Die Rede Willy Brandts auf dem VI. Landesparteitag der Berliner SPD am 8. Mai 1949 über den demokratischen Sozialismus, auf die im Folgenden Bezug genommen wird, wurde ein Jahrzehnt vor dem Godesberger Programm[5] gehalten. Der spätere Bundeskanzler versuchte, die SPD im Parteienspektrum Westdeutschlands (die Bundesrepublik wurde erst zwei Wochen später gegründet) zu verorten. Er musste dabei die Partei nach links, gegen die Kommunisten, profilieren und zugleich gegen rechte Unterstellungen verteidigen.[6] Das Land lag in Trümmern; die Folgen von zwölf Jahren Faschismus boten wenig Hoffnung. Trotzdem – oder gerade deshalb – stellte Brandt den demokratischen Sozialismus als «Volksbewegung»[7] heraus, die nicht auf das Proletariat begrenzt sei. Seine Skizzierung dieser Zukunft enthält Elemente, die man nach nüchterner Analyse als utopisch bezeichnen kann, wobei er seine Vorstellungen eines demokratischen Sozialismus bewusst nicht als utopisch definierte. Er weckte jedoch Hoffnungen auf eine bessere Zukunft und malte diese in Teilen aus. Das erinnert an Ernst Blochs Hoffnungsphilosophie und an dessen intentionalen Utopiebegriff, auch wenn sich die beiden politisch unterschieden.
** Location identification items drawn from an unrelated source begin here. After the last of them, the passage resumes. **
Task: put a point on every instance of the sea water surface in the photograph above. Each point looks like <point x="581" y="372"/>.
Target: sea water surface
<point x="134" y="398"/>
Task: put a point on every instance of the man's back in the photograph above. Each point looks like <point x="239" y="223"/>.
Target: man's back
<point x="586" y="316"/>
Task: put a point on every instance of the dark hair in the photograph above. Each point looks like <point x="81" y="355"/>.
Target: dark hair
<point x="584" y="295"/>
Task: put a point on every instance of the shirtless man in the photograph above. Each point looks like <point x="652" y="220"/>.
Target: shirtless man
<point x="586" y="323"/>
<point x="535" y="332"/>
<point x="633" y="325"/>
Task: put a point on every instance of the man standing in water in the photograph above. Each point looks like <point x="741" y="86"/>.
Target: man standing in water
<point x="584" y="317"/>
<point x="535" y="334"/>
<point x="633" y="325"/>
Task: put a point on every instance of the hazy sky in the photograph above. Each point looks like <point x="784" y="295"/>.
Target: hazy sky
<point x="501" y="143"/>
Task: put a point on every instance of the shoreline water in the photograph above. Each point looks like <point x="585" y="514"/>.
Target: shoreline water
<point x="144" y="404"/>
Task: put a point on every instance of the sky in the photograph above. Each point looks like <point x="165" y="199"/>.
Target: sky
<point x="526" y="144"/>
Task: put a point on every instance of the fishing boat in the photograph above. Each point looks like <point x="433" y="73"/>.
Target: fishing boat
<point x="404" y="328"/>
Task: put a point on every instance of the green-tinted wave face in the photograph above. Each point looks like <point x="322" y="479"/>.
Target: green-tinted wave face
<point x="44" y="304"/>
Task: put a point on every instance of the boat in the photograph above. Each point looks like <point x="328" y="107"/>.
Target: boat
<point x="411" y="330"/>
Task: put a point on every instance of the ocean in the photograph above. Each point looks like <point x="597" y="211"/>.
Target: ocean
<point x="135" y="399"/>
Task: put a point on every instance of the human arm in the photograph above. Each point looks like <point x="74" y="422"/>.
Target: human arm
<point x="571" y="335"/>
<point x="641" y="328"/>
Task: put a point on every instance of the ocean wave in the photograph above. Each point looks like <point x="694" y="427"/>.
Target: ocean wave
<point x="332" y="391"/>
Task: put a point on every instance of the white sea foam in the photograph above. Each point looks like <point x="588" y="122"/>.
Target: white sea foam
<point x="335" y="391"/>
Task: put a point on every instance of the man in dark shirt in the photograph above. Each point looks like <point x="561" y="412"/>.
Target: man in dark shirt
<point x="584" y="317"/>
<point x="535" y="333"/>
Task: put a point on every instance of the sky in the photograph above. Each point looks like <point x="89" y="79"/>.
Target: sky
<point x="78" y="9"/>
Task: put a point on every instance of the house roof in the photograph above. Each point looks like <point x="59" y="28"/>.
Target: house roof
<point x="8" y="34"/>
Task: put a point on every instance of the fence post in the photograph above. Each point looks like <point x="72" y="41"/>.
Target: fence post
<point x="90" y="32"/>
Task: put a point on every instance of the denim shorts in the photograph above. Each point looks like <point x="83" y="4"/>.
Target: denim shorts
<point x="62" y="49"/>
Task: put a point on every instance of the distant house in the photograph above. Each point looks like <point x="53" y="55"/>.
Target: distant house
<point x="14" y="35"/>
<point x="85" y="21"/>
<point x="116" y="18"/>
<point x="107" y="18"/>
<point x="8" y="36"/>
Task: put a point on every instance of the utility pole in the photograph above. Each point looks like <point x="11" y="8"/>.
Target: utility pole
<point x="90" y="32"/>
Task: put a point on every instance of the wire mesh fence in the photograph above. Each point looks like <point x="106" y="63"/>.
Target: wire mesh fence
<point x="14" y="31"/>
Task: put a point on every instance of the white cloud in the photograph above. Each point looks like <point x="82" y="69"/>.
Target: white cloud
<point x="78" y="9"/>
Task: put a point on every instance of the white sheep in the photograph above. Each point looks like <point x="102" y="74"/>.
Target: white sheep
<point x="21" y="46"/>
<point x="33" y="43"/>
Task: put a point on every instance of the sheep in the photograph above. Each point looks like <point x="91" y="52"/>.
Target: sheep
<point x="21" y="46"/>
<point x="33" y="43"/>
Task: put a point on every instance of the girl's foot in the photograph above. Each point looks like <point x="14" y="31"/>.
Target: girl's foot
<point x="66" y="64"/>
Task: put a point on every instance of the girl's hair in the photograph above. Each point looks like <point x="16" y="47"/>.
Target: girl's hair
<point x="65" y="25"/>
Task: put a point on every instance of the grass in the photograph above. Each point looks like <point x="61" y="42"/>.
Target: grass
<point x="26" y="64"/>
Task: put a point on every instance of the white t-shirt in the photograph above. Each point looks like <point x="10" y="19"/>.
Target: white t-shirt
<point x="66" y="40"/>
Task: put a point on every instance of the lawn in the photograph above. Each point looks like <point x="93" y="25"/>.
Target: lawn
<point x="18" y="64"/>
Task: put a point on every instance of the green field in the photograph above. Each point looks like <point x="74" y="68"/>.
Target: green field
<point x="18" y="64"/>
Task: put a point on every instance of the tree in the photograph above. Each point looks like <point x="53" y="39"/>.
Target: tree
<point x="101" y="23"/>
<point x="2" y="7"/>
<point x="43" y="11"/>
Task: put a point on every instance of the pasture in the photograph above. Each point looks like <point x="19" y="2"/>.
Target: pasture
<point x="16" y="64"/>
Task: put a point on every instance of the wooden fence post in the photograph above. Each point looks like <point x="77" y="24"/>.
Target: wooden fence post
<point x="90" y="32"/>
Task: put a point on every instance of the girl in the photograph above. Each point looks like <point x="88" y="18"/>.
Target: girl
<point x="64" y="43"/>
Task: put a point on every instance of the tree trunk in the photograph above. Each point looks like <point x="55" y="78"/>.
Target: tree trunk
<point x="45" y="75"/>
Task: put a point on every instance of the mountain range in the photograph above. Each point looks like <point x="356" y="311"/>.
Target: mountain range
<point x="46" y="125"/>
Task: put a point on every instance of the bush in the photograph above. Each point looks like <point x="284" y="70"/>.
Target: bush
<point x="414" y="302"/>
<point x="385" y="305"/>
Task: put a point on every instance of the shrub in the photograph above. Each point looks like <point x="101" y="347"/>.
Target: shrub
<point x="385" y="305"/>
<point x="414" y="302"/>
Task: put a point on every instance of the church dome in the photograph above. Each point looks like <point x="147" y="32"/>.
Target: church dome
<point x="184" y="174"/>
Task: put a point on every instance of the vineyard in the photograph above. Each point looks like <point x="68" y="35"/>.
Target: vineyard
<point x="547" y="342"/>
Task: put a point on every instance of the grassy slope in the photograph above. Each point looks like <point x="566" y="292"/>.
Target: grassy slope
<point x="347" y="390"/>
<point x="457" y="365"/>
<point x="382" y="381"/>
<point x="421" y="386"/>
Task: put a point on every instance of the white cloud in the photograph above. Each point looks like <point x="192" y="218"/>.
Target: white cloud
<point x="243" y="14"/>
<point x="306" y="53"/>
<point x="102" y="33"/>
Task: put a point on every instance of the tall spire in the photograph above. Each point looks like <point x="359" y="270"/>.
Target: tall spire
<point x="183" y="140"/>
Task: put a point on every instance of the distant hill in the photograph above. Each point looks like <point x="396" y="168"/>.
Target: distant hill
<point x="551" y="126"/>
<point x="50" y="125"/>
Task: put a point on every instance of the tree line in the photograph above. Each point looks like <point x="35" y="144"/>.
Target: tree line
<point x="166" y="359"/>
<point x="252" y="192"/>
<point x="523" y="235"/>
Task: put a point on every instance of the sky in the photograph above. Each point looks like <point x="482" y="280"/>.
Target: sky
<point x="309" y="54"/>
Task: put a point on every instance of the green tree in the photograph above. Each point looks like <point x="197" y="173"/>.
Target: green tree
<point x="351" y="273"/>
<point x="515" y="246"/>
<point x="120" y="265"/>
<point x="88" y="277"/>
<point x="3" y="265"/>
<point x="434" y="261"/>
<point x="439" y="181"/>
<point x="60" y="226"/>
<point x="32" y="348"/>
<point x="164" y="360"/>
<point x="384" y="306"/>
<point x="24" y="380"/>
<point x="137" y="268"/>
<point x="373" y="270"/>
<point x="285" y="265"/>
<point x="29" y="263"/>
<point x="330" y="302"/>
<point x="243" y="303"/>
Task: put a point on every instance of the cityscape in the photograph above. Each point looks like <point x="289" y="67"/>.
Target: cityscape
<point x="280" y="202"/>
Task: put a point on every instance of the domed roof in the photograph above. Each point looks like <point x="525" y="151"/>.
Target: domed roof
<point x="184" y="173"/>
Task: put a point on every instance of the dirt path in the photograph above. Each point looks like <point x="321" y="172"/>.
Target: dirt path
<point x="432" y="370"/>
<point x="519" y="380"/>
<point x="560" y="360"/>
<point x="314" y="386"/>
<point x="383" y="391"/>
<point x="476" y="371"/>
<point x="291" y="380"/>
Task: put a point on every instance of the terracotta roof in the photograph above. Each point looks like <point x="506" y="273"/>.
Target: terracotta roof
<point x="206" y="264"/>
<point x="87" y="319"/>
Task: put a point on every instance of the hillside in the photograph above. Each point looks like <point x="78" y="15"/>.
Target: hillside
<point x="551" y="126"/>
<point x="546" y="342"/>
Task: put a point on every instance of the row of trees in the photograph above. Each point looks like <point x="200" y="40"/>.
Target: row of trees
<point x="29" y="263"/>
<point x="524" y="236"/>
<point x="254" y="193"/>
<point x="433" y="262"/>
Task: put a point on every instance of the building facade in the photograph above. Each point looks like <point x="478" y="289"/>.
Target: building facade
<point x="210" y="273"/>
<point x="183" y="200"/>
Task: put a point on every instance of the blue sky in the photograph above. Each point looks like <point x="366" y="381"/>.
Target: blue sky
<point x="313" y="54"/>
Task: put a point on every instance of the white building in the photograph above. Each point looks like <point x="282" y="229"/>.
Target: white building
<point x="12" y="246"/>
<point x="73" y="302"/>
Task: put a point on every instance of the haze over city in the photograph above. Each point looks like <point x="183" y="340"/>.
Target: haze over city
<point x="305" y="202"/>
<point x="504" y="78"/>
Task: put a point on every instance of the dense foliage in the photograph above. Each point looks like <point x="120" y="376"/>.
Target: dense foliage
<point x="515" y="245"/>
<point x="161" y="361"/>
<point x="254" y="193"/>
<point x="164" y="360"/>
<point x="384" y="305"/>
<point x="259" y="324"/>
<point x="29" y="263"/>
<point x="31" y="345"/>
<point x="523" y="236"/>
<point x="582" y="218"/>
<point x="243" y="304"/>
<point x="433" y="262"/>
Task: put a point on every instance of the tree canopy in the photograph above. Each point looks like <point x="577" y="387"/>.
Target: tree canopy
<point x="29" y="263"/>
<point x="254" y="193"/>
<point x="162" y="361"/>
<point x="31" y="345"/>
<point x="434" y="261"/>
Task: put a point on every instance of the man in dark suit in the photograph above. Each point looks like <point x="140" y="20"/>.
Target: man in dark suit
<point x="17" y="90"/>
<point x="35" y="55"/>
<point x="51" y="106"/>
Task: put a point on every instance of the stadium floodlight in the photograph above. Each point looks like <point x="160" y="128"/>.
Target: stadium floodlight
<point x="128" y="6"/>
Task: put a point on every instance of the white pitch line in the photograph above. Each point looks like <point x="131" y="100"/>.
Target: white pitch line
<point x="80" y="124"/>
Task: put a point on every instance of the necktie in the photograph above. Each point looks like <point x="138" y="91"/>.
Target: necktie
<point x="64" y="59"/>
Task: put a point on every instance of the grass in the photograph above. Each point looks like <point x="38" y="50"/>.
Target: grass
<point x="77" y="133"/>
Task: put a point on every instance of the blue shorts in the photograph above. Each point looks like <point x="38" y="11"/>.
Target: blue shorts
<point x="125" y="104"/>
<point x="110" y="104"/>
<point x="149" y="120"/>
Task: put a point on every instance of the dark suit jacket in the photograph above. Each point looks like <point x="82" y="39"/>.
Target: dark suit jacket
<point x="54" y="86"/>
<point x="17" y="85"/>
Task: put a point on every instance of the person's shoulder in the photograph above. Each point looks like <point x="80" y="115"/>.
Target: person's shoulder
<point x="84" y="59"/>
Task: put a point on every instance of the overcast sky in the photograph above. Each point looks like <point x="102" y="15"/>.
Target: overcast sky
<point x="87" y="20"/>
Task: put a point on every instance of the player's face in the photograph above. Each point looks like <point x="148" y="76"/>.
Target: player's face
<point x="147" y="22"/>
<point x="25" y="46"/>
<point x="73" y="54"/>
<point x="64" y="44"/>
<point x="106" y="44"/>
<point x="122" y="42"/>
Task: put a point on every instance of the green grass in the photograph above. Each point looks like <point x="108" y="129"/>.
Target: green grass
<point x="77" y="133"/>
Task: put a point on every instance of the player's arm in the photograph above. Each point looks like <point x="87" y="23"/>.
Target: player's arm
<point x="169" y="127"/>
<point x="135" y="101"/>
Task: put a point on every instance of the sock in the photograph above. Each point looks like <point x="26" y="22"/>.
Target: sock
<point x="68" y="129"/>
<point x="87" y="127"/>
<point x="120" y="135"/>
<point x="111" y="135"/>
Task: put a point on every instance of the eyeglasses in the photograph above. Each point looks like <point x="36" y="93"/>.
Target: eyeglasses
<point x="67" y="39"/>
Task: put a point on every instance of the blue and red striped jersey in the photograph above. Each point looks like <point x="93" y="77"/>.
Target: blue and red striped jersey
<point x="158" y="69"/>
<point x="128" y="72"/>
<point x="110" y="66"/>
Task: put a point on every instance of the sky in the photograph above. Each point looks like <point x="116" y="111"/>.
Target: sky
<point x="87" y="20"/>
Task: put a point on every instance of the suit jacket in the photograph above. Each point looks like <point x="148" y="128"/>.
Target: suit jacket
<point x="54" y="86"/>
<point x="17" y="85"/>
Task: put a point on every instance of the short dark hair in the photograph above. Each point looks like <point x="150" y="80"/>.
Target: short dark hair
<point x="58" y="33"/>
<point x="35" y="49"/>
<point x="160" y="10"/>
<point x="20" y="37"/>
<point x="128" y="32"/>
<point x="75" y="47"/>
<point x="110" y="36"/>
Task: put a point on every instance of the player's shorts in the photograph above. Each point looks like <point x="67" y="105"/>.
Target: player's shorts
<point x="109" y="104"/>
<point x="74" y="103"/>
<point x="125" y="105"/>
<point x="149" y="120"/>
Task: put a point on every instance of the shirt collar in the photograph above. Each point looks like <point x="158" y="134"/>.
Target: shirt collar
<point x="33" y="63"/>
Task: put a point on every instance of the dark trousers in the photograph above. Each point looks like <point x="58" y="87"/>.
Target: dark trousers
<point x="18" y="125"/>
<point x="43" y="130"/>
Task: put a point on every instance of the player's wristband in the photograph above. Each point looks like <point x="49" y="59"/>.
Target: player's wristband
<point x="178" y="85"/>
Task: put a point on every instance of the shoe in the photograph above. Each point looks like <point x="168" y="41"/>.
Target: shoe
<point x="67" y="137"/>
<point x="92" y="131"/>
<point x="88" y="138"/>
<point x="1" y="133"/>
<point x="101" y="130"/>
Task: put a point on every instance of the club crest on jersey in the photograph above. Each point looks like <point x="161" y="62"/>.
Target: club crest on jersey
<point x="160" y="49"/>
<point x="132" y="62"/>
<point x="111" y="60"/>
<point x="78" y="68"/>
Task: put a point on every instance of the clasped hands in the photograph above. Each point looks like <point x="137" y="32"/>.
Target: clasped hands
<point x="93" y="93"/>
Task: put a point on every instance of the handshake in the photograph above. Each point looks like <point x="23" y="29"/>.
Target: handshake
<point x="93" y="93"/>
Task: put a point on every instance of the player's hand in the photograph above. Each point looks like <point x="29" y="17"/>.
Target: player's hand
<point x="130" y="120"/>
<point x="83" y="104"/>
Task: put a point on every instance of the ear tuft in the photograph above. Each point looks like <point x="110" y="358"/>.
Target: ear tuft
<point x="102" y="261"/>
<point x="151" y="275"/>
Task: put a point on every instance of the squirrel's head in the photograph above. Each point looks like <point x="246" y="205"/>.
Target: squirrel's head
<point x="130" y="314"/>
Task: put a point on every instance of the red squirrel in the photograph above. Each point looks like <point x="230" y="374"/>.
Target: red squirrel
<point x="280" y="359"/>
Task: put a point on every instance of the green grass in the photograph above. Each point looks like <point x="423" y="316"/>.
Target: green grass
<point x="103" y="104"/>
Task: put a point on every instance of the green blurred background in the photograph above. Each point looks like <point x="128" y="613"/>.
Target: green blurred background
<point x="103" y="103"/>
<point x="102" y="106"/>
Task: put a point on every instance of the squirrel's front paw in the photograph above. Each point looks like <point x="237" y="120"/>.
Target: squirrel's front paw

Nah- und Fernziele bei Willy Brandt und Ernst Bloch
Die Dialektik von Nah- und Fernzielen ist ein häufig gebrauchtes Motiv in Ernst Blochs utopischem Denken. Auch Brandt gebraucht diese Zweiteilung in seiner Berliner Rede, indem er die Nahziele mit Wahlprogrammen kontextualisierte und die Fernziele Grundsatzprogrammen zuordnete. Bloch und Brandt gehörten politisch jedoch zu unterschiedlichen Lagern: Der Hoffnungsphilosoph verstand sich als Marxist und Revolutionär. Seiner Meinung nach sollte sich Philosophie an der Praxis orientieren, handlungsleitend und progressiv sein. Bloch war kein Freund der Sozialdemokratie, im Gegenteil. Ihr warf er vor, den Kapitalismus nicht überwinden zu wollen, sondern nur dessen Status Quo zu verwalten. Ganz anders Willy Brandt, der in der Sozialdemokratie einen Machtfaktor sah, mit dem man die Praxis verändern könne. Ihm galt das reale Erreichen kleiner Ziele mehr als die Formulierung schöner Theorien. Damit folge Brandt eher dem marxistischen Bilderverbot als der Marxist Bloch, welcher utopisches Träumen für unabdingbar hielt.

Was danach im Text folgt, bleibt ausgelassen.